A naval cadet looks down the sight of her training weapon.

Let's take one of the questions from earlier. Here's some sample code that uses Count() and Any() to determine if a User has any Email Addresses:

//attempt1
var user = userRepository.Get(id);  
if(user.EmailAddresses.Count() > 0)  
{
    //Send an email to all addresses
}

//attempt2
var user = userRepository.Get(id);  
if(user.EmailAddresses.Any())  
{
    //Send an email to all addresses
}

What's interesting about these two snippets is that the answer of "which is faster" depends on the type of the collection EmailAddresses; if it is a simple IEnumerable then Any() is faster, but for List or ICollection Count() is faster.

Let's say we (in our capacity as a lead developer) ran across either this code in a code review for an internal app. Should we flag either scenario, tell the developer to change their code for performance reasons? No, because there isn't sufficient justification for changing the code.

The mental algorithm I use to determine if I should refactor a given code snippet goes like this:

  1. If the code doesn't work, change it.
  2. If the code doesn't fulfill the customer requirements, change it.
  3. If the code doesn't match team coding standards, change it.
  4. If you think the code isn't fast enough, prove it.
  5. If you can't prove it or don't have time to, leave it alone.

If I can't prove that the code is a performance problem, then I probably don't care about fixing it. And yet, lots of devs will still try to optimize everything, even snippets that don't really need it (I know because I'm very much guilty of this). The question becomes: why do we like trying to optimize everything, even when we suspect that it probably isn't that important to do so? The answer comes down to one thing: it feels good to solve problems.

Solve All The Things

Software development is 100% about solving problems. Without problems there wouldn’t be a need for software.

John Sonmez

Programmers are, at their core, problem solvers. We take pride in our ability to break down problems into composable parts, solve for the issue each of those parts represent, then put the parts back together in a way that resembles a functional, working application. We do this because a) we get paid for it, but more importantly b) because it's fun! Solving problems makes us happy.

Sometimes, though, our problem-solving drive misfires and manufactures solutions when, really, there wasn't a problem to solve in the first place.

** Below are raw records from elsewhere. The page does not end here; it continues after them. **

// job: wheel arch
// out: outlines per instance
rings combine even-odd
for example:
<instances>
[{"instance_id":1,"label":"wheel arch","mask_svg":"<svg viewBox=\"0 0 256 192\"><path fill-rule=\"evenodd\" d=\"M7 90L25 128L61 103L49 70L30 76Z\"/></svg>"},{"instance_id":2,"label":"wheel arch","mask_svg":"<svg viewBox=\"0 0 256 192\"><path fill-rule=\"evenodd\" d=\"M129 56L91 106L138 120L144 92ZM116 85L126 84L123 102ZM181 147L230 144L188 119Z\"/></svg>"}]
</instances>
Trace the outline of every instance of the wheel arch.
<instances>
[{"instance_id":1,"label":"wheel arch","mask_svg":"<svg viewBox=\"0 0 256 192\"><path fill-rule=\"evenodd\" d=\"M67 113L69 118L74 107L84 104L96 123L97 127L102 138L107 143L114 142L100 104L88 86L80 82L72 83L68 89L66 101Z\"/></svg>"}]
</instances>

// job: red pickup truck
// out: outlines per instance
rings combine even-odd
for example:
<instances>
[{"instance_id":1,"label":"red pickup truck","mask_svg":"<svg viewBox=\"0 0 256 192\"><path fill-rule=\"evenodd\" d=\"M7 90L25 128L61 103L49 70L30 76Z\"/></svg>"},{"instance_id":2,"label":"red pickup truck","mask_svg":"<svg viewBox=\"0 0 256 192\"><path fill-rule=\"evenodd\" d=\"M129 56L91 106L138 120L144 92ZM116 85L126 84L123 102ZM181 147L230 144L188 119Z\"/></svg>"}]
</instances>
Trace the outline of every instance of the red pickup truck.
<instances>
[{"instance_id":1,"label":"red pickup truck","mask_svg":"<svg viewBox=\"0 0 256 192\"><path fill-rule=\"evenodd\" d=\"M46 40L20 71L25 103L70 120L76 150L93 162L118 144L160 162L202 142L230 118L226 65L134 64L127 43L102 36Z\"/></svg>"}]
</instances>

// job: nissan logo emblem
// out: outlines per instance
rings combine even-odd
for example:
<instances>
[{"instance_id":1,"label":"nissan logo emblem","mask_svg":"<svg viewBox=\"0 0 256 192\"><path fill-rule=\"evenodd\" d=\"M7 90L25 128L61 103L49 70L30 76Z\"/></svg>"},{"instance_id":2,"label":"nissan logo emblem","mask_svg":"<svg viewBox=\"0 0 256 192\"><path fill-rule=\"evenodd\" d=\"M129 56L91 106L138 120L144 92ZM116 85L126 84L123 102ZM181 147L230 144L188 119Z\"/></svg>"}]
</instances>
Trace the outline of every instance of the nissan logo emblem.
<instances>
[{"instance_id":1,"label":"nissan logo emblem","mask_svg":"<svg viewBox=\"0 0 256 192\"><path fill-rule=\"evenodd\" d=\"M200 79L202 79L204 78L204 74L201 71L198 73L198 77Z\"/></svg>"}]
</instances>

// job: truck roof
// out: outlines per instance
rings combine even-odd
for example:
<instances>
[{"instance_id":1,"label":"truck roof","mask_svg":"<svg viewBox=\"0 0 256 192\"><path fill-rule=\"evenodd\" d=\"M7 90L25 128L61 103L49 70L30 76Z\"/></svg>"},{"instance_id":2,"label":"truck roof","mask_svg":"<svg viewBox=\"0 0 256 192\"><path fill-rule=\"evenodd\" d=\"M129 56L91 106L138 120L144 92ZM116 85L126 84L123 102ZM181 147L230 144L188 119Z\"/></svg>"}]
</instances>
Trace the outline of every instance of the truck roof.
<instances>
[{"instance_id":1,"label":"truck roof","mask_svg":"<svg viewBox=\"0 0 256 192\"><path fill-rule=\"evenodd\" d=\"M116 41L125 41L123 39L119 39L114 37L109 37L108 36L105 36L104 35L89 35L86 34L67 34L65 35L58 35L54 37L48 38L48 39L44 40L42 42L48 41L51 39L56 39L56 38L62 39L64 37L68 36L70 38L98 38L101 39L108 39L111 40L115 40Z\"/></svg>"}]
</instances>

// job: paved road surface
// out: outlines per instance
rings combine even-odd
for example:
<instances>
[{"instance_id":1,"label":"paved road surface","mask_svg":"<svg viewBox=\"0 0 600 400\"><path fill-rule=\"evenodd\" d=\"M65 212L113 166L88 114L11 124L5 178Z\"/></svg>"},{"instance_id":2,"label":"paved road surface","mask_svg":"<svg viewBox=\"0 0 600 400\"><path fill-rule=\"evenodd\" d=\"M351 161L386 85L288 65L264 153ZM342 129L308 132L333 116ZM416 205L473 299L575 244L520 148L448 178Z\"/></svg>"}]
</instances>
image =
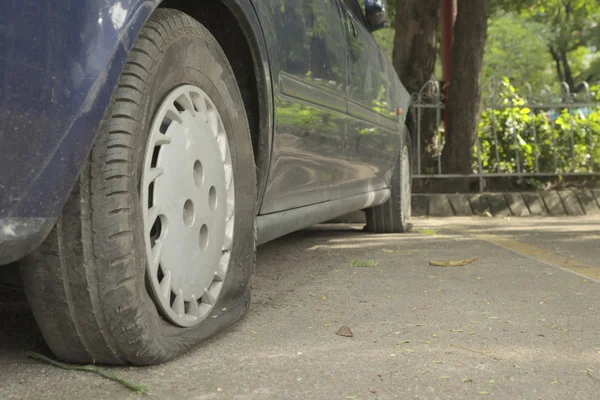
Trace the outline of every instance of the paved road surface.
<instances>
[{"instance_id":1,"label":"paved road surface","mask_svg":"<svg viewBox=\"0 0 600 400\"><path fill-rule=\"evenodd\" d=\"M260 247L243 322L167 365L114 371L159 399L600 398L600 219L360 228ZM0 320L0 398L140 398L25 358L41 338L19 292L0 289Z\"/></svg>"}]
</instances>

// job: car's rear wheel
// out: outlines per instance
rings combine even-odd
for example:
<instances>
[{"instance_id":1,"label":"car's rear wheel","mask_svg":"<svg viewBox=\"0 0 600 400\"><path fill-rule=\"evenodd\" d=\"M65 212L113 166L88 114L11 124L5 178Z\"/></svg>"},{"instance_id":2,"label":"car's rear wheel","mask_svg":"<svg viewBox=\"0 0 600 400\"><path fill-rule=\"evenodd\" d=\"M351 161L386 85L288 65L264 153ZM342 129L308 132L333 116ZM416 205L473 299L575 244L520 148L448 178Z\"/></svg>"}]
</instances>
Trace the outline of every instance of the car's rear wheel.
<instances>
[{"instance_id":1,"label":"car's rear wheel","mask_svg":"<svg viewBox=\"0 0 600 400\"><path fill-rule=\"evenodd\" d=\"M167 361L244 315L255 167L233 71L191 17L159 9L124 66L79 184L22 265L51 350Z\"/></svg>"},{"instance_id":2,"label":"car's rear wheel","mask_svg":"<svg viewBox=\"0 0 600 400\"><path fill-rule=\"evenodd\" d=\"M400 154L391 183L390 199L365 210L366 231L373 233L404 233L411 228L412 173L410 135L405 129L400 141Z\"/></svg>"}]
</instances>

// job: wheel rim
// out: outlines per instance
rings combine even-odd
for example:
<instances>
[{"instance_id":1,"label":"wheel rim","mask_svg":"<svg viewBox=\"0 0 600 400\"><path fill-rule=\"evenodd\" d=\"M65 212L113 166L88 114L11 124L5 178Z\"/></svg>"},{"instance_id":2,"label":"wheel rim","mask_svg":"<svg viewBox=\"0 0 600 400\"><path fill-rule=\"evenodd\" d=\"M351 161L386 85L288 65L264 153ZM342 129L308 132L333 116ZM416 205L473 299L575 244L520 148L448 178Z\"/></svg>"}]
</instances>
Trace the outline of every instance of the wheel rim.
<instances>
[{"instance_id":1,"label":"wheel rim","mask_svg":"<svg viewBox=\"0 0 600 400\"><path fill-rule=\"evenodd\" d=\"M197 325L221 293L235 214L227 133L202 89L180 86L158 108L141 201L151 295L171 323Z\"/></svg>"},{"instance_id":2,"label":"wheel rim","mask_svg":"<svg viewBox=\"0 0 600 400\"><path fill-rule=\"evenodd\" d=\"M406 227L411 214L411 177L410 177L410 155L408 147L402 148L402 164L400 165L400 190L401 190L401 218L402 225Z\"/></svg>"}]
</instances>

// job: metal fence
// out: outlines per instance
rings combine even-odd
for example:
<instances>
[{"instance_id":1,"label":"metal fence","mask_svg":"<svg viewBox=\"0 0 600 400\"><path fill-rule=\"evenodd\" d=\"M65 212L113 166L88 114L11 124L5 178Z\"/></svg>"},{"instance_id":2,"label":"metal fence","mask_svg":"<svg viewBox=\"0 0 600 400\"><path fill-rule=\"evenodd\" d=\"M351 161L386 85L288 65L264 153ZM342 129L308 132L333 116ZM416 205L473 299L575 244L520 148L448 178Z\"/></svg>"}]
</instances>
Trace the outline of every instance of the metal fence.
<instances>
[{"instance_id":1,"label":"metal fence","mask_svg":"<svg viewBox=\"0 0 600 400\"><path fill-rule=\"evenodd\" d=\"M428 82L412 96L414 177L478 178L483 191L486 178L600 176L600 102L587 83L577 93L565 83L560 87L553 91L544 86L534 93L530 85L518 90L507 80L490 82L474 141L472 173L456 175L444 172L441 157L446 88Z\"/></svg>"}]
</instances>

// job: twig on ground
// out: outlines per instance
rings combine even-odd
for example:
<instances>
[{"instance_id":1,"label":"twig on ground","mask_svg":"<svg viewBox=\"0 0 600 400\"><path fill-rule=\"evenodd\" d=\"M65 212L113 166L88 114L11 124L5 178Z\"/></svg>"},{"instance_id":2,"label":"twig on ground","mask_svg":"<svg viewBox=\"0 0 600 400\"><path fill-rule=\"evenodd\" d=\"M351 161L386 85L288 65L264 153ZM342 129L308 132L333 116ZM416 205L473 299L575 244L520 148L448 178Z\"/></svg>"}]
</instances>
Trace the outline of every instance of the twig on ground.
<instances>
[{"instance_id":1,"label":"twig on ground","mask_svg":"<svg viewBox=\"0 0 600 400\"><path fill-rule=\"evenodd\" d=\"M148 388L146 386L137 385L135 383L129 382L118 375L113 374L110 371L105 370L104 368L97 367L95 365L69 365L62 363L60 361L52 360L46 356L35 353L33 351L25 352L27 357L33 358L38 361L45 362L50 365L54 365L55 367L70 370L70 371L85 371L85 372L95 372L97 374L102 375L103 377L113 380L115 382L119 382L121 385L134 390L138 393L149 393Z\"/></svg>"}]
</instances>

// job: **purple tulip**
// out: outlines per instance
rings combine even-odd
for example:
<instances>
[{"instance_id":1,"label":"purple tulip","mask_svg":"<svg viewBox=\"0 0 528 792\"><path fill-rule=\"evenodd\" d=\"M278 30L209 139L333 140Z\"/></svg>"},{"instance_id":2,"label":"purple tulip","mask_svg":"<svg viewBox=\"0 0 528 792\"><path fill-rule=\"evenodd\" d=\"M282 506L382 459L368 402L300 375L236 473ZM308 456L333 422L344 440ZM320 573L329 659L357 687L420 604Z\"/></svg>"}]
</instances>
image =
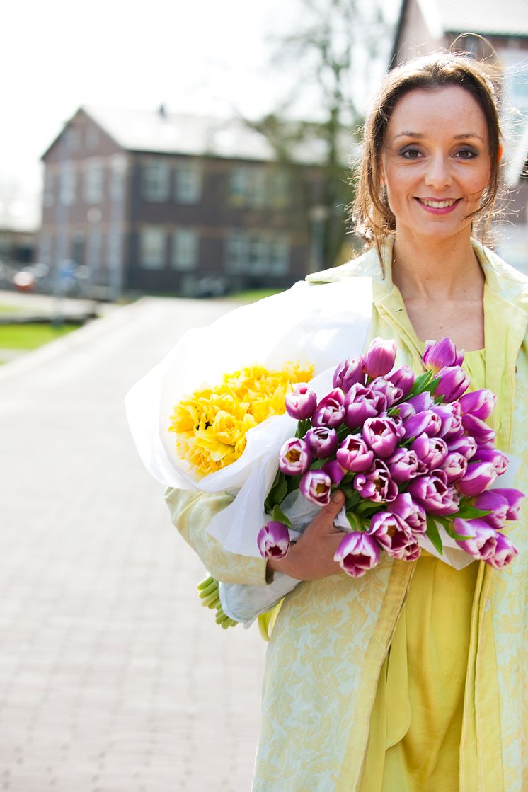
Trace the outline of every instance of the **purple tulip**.
<instances>
[{"instance_id":1,"label":"purple tulip","mask_svg":"<svg viewBox=\"0 0 528 792\"><path fill-rule=\"evenodd\" d=\"M442 421L439 435L447 440L450 437L458 437L463 433L460 406L458 402L452 404L435 404L431 408Z\"/></svg>"},{"instance_id":2,"label":"purple tulip","mask_svg":"<svg viewBox=\"0 0 528 792\"><path fill-rule=\"evenodd\" d=\"M363 371L374 379L389 374L396 360L396 341L393 339L373 338L363 355Z\"/></svg>"},{"instance_id":3,"label":"purple tulip","mask_svg":"<svg viewBox=\"0 0 528 792\"><path fill-rule=\"evenodd\" d=\"M421 552L422 550L418 544L418 539L416 536L412 536L409 543L404 550L403 560L416 561L417 558L420 558Z\"/></svg>"},{"instance_id":4,"label":"purple tulip","mask_svg":"<svg viewBox=\"0 0 528 792\"><path fill-rule=\"evenodd\" d=\"M341 483L343 477L347 472L344 467L341 467L336 459L329 460L329 462L326 462L323 465L321 470L328 474L334 486L337 486L338 484Z\"/></svg>"},{"instance_id":5,"label":"purple tulip","mask_svg":"<svg viewBox=\"0 0 528 792\"><path fill-rule=\"evenodd\" d=\"M389 379L396 387L396 401L399 402L401 398L405 398L411 390L414 385L415 376L408 366L402 366L401 368L389 374L387 379Z\"/></svg>"},{"instance_id":6,"label":"purple tulip","mask_svg":"<svg viewBox=\"0 0 528 792\"><path fill-rule=\"evenodd\" d=\"M480 446L491 448L495 443L495 432L490 429L484 421L468 413L462 416L462 426L469 435L471 435Z\"/></svg>"},{"instance_id":7,"label":"purple tulip","mask_svg":"<svg viewBox=\"0 0 528 792\"><path fill-rule=\"evenodd\" d=\"M344 393L348 393L352 385L356 383L363 384L363 359L362 357L348 357L341 360L334 371L332 384L335 388L340 388Z\"/></svg>"},{"instance_id":8,"label":"purple tulip","mask_svg":"<svg viewBox=\"0 0 528 792\"><path fill-rule=\"evenodd\" d=\"M394 558L404 558L405 548L412 539L407 523L390 512L377 512L370 518L367 533Z\"/></svg>"},{"instance_id":9,"label":"purple tulip","mask_svg":"<svg viewBox=\"0 0 528 792\"><path fill-rule=\"evenodd\" d=\"M330 502L332 479L324 470L306 470L299 482L302 495L317 506L326 506Z\"/></svg>"},{"instance_id":10,"label":"purple tulip","mask_svg":"<svg viewBox=\"0 0 528 792\"><path fill-rule=\"evenodd\" d=\"M444 402L456 402L467 390L469 378L460 366L446 366L438 373L440 382L436 386L435 396L443 396Z\"/></svg>"},{"instance_id":11,"label":"purple tulip","mask_svg":"<svg viewBox=\"0 0 528 792\"><path fill-rule=\"evenodd\" d=\"M317 404L317 394L315 390L304 383L296 385L293 393L284 397L286 409L292 418L297 421L306 421L313 415Z\"/></svg>"},{"instance_id":12,"label":"purple tulip","mask_svg":"<svg viewBox=\"0 0 528 792\"><path fill-rule=\"evenodd\" d=\"M353 473L363 473L374 461L374 453L359 435L348 435L336 451L342 467Z\"/></svg>"},{"instance_id":13,"label":"purple tulip","mask_svg":"<svg viewBox=\"0 0 528 792\"><path fill-rule=\"evenodd\" d=\"M493 492L498 495L502 495L508 502L509 508L506 515L506 519L519 520L524 493L520 492L519 489L501 489L499 487L496 489L494 488Z\"/></svg>"},{"instance_id":14,"label":"purple tulip","mask_svg":"<svg viewBox=\"0 0 528 792\"><path fill-rule=\"evenodd\" d=\"M359 383L352 385L344 400L344 422L351 429L355 429L386 408L383 394Z\"/></svg>"},{"instance_id":15,"label":"purple tulip","mask_svg":"<svg viewBox=\"0 0 528 792\"><path fill-rule=\"evenodd\" d=\"M398 493L397 485L390 478L389 468L381 459L374 459L372 467L358 473L354 487L362 497L374 503L393 501Z\"/></svg>"},{"instance_id":16,"label":"purple tulip","mask_svg":"<svg viewBox=\"0 0 528 792\"><path fill-rule=\"evenodd\" d=\"M508 564L511 563L516 555L519 555L519 550L514 546L507 536L504 536L503 534L498 534L497 546L495 548L495 553L489 558L485 558L484 560L487 564L489 564L495 569L503 569Z\"/></svg>"},{"instance_id":17,"label":"purple tulip","mask_svg":"<svg viewBox=\"0 0 528 792\"><path fill-rule=\"evenodd\" d=\"M289 476L299 476L308 470L311 462L308 444L299 437L287 440L279 452L279 470Z\"/></svg>"},{"instance_id":18,"label":"purple tulip","mask_svg":"<svg viewBox=\"0 0 528 792\"><path fill-rule=\"evenodd\" d=\"M496 478L497 472L491 462L472 462L465 474L457 482L457 489L462 495L473 497L489 489Z\"/></svg>"},{"instance_id":19,"label":"purple tulip","mask_svg":"<svg viewBox=\"0 0 528 792\"><path fill-rule=\"evenodd\" d=\"M404 421L416 414L416 409L409 402L402 402L397 405L397 409L400 410L398 417Z\"/></svg>"},{"instance_id":20,"label":"purple tulip","mask_svg":"<svg viewBox=\"0 0 528 792\"><path fill-rule=\"evenodd\" d=\"M488 489L473 498L473 505L477 508L490 512L481 519L496 531L501 531L504 527L510 505L503 495L497 493L495 489Z\"/></svg>"},{"instance_id":21,"label":"purple tulip","mask_svg":"<svg viewBox=\"0 0 528 792\"><path fill-rule=\"evenodd\" d=\"M310 452L317 459L325 459L336 453L337 448L337 432L328 426L314 426L304 436Z\"/></svg>"},{"instance_id":22,"label":"purple tulip","mask_svg":"<svg viewBox=\"0 0 528 792\"><path fill-rule=\"evenodd\" d=\"M448 485L447 477L443 470L413 478L409 482L408 493L429 514L448 515L458 511L458 496L454 488Z\"/></svg>"},{"instance_id":23,"label":"purple tulip","mask_svg":"<svg viewBox=\"0 0 528 792\"><path fill-rule=\"evenodd\" d=\"M400 493L391 503L390 511L405 520L411 531L422 534L427 529L425 509L412 500L409 493Z\"/></svg>"},{"instance_id":24,"label":"purple tulip","mask_svg":"<svg viewBox=\"0 0 528 792\"><path fill-rule=\"evenodd\" d=\"M312 417L313 426L328 426L335 428L344 418L344 394L340 388L334 388L318 403Z\"/></svg>"},{"instance_id":25,"label":"purple tulip","mask_svg":"<svg viewBox=\"0 0 528 792\"><path fill-rule=\"evenodd\" d=\"M436 413L431 409L426 409L423 413L416 413L404 421L405 436L418 437L419 435L425 432L429 437L438 435L442 428L442 421Z\"/></svg>"},{"instance_id":26,"label":"purple tulip","mask_svg":"<svg viewBox=\"0 0 528 792\"><path fill-rule=\"evenodd\" d=\"M408 482L418 474L418 457L410 448L397 448L385 462L390 478L397 484Z\"/></svg>"},{"instance_id":27,"label":"purple tulip","mask_svg":"<svg viewBox=\"0 0 528 792\"><path fill-rule=\"evenodd\" d=\"M399 419L376 416L363 424L363 440L377 456L390 456L404 434Z\"/></svg>"},{"instance_id":28,"label":"purple tulip","mask_svg":"<svg viewBox=\"0 0 528 792\"><path fill-rule=\"evenodd\" d=\"M379 560L379 545L368 534L355 531L346 534L336 551L336 561L348 575L361 577Z\"/></svg>"},{"instance_id":29,"label":"purple tulip","mask_svg":"<svg viewBox=\"0 0 528 792\"><path fill-rule=\"evenodd\" d=\"M460 406L462 413L466 415L474 415L481 421L485 421L493 412L497 397L487 388L481 390L473 390L460 398Z\"/></svg>"},{"instance_id":30,"label":"purple tulip","mask_svg":"<svg viewBox=\"0 0 528 792\"><path fill-rule=\"evenodd\" d=\"M447 483L454 484L462 476L465 476L468 469L468 460L458 451L448 454L442 462L439 467L447 476Z\"/></svg>"},{"instance_id":31,"label":"purple tulip","mask_svg":"<svg viewBox=\"0 0 528 792\"><path fill-rule=\"evenodd\" d=\"M466 539L457 539L457 544L479 561L487 561L495 555L497 548L496 531L484 520L461 520L455 517L453 530L459 536L467 536Z\"/></svg>"},{"instance_id":32,"label":"purple tulip","mask_svg":"<svg viewBox=\"0 0 528 792\"><path fill-rule=\"evenodd\" d=\"M471 459L475 455L477 443L469 435L462 435L460 437L449 437L446 443L450 453L456 451L465 456L466 459Z\"/></svg>"},{"instance_id":33,"label":"purple tulip","mask_svg":"<svg viewBox=\"0 0 528 792\"><path fill-rule=\"evenodd\" d=\"M290 549L290 534L284 523L272 520L260 528L256 537L263 558L283 558Z\"/></svg>"},{"instance_id":34,"label":"purple tulip","mask_svg":"<svg viewBox=\"0 0 528 792\"><path fill-rule=\"evenodd\" d=\"M383 394L385 396L387 409L391 407L397 398L396 387L393 385L389 379L386 379L385 377L376 377L369 384L369 387L373 390L376 390L378 393Z\"/></svg>"},{"instance_id":35,"label":"purple tulip","mask_svg":"<svg viewBox=\"0 0 528 792\"><path fill-rule=\"evenodd\" d=\"M457 348L450 338L443 338L440 341L426 341L425 352L422 356L424 365L438 374L446 366L461 366L464 360L463 350L457 352Z\"/></svg>"},{"instance_id":36,"label":"purple tulip","mask_svg":"<svg viewBox=\"0 0 528 792\"><path fill-rule=\"evenodd\" d=\"M415 413L423 413L425 409L431 409L435 400L428 390L424 390L421 394L412 396L408 403L412 405Z\"/></svg>"},{"instance_id":37,"label":"purple tulip","mask_svg":"<svg viewBox=\"0 0 528 792\"><path fill-rule=\"evenodd\" d=\"M490 462L496 470L498 476L502 476L508 466L508 459L496 448L477 447L473 456L473 462Z\"/></svg>"},{"instance_id":38,"label":"purple tulip","mask_svg":"<svg viewBox=\"0 0 528 792\"><path fill-rule=\"evenodd\" d=\"M447 456L447 445L441 437L429 437L424 432L412 440L409 447L415 452L419 462L422 462L427 470L439 467Z\"/></svg>"}]
</instances>

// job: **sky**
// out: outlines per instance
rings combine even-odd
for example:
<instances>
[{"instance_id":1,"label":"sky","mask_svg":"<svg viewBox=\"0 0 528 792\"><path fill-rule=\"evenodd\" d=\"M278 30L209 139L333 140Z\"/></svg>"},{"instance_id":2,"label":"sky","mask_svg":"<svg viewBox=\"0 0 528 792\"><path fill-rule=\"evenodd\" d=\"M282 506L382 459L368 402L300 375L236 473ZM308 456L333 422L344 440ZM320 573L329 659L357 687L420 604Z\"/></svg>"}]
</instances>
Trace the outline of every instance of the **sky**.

My coworker (we'll call her Claire) came to me with a problem the other day. She had a snippet of code that looked something like this:

public string EmailBody(string salutation, string name, string bodyText, string closing, string signatureName)  
{
    string body = "";
    body += salutation + " " + name + ":\n\n" + bodyText + "\n" + closing + "\n" + signatureName;
    return body;
}

Claire had read this answer on StackOverflow and wanted to refactor this method to use StringBuilder so that, in her words, "it would be faster". The refactored method looked like this:

public string EmailBody(string salutation, string name, string bodyText, string closing, string signatureName)  
{
    StringBuilder body = new StringBuilder();
    body.AppendLine(salutation);
    body.AppendLine(name);
    body.AppendLine("");
    body.Append(bodyText);
    body.AppendLine("");
    body.AppendLine(closing);
    body.AppendLine(signatureName);
    return body.ToString();
}

She hadn't run any benchmarks on these two snippets, and was basing her supposition that the refactored code would be "faster" on a hunch and that StackOverflow question. This method was called fairly often in the app we were building, but that app had very little users and hadn't shown any need for performance testing. In short, she'd solved a problem she couldn't prove existed.

I told her to go back and benchmark the two methods. The difference between them turned out to be miniscule (something like 10ms) and so I told her not to worry about it, as we had bigger fish to fry. She objected, saying that this could back to bite us if the app gets heavy load. I agreed with her, essentially saying if it did bite us, we'd fix it, but until then we have 40% of the requirements not implemented and we needed to get those done first before doing any optimizations at this level. She wasn't happy about it, but understood.

All of which is to say: don't fix things performance-related because you think they are a problem. Rather, fix things you can prove are a problem.

Correct, Readable, Fast, In That Order

None of this is to say that performance never matters (after all, those who speak in absolutes are invariably wrong). Just that performance doesn't matter as much as we might like to think it does. When it does matter, it can matter A LOT.

A closeup shot of a steer ruler Steel ruler closeup from Wikimedia, used under license

Let's take StackOverflow for instance, whose co-founder Jeff Atwood explicitly writes that performance is a feature for the site. I can tell, just by using it over the last seven years, that the team has spent a LOT of time tweaking, improving, generally making the site's performance so good that it's a non-issue as to whether or not StackOverflow will respond quickly. The site is remarkably performant on relatively little hardware (and yes, I know that post is two years old and they've probably gotten some updates since). StackOverflow takes immense pride in providing one of the most responsive web experiences around, and I'd be willing to bet that the site's performance is a major reason why it's become the go-to site for developers needing answers.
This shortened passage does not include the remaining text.